The crude inflation procedure consists of shooting a liquid substance such as silicone or mineral oil directly into a client’s butt cheeks and hips through a syringe. There is no substance that is safe to inject into your body to create more volume, not even medical-grade silicone, but these black-market “butt doctors” have, according to victims, allegedly used harsh substances like concrete and the industrial silicone sold at hardware stores in their procedures. After the injections, the exterior flesh wounds are sometimes closed with Super Glue to prevent the toxic slop from leaking out.

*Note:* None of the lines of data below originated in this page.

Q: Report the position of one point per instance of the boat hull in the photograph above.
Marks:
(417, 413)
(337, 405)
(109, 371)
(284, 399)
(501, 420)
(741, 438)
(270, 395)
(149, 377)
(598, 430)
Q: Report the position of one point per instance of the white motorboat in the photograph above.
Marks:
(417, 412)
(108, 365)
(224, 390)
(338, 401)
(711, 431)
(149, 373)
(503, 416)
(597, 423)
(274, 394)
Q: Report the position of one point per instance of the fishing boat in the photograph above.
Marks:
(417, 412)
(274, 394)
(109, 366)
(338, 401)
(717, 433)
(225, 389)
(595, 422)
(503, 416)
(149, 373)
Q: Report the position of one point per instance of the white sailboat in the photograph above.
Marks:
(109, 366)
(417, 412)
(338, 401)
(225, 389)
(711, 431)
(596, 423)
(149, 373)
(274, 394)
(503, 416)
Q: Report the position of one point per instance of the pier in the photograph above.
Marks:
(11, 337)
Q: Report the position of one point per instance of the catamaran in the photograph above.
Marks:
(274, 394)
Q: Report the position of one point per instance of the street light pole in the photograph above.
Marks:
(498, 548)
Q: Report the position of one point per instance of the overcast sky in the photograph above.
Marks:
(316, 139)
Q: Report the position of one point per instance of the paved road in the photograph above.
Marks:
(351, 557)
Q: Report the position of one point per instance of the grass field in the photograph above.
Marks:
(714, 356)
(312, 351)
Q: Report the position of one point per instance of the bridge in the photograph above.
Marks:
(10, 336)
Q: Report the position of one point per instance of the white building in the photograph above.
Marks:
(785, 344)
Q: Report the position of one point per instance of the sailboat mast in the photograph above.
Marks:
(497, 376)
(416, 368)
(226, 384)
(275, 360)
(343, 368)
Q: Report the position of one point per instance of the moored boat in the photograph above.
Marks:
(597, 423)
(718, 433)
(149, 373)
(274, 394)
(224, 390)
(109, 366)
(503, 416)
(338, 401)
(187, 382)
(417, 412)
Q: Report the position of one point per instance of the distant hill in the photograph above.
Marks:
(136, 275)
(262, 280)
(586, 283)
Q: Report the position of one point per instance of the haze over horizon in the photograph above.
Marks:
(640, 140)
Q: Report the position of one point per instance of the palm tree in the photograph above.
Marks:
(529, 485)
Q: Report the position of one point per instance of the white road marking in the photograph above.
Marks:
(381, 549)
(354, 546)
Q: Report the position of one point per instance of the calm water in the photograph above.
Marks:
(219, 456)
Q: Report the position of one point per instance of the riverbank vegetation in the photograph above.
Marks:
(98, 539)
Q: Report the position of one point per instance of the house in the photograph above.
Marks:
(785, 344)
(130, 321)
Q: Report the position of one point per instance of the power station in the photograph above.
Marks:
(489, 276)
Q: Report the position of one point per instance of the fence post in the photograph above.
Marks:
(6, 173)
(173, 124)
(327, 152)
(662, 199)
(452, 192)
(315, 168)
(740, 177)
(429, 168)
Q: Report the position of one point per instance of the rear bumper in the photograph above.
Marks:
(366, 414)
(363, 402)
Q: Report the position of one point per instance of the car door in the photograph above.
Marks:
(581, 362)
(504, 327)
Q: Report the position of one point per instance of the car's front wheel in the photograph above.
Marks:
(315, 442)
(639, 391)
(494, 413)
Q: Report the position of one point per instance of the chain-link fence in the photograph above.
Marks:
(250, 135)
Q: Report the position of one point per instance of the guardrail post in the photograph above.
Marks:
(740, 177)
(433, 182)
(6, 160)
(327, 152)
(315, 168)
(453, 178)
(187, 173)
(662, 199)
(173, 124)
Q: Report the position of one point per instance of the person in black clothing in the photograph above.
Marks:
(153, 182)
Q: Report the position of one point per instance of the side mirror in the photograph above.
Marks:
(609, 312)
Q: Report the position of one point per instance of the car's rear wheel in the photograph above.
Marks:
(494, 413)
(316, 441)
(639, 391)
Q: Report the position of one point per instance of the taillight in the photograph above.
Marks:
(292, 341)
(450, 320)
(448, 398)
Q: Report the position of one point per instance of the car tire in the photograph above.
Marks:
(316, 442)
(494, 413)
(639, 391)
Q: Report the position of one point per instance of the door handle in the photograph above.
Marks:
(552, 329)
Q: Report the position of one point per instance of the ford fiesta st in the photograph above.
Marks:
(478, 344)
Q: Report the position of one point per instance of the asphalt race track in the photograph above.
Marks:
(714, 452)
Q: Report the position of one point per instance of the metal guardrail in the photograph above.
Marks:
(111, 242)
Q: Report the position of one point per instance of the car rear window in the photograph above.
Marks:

Anyone with a basic understanding of health and medicine knows that pumping someone’s body full of free-flowing substances like silicone is extremely dangerous. Hence it has been illegal to inject fluids like silicone into the body for cosmetic purposes since the late 60s, so these butt-pumping procedures are typically performed by back-alley quacks—rogue nut jobs with suitcases full of dirty needles and flasks full of muck. These procedures can trigger a strong autoimmune response as the body attempts to expel the foreign substance, resulting in inflammatory reactions such as polyps, boils, skin discoloration, and even necrosis. These substances have also been known to migrate through the body and fuse themselves to organs, or enter into the bloodstream, spreading infection throughout the body and causing septic shock—which can lead to the amputation of infected body parts or, in the worst cases, death.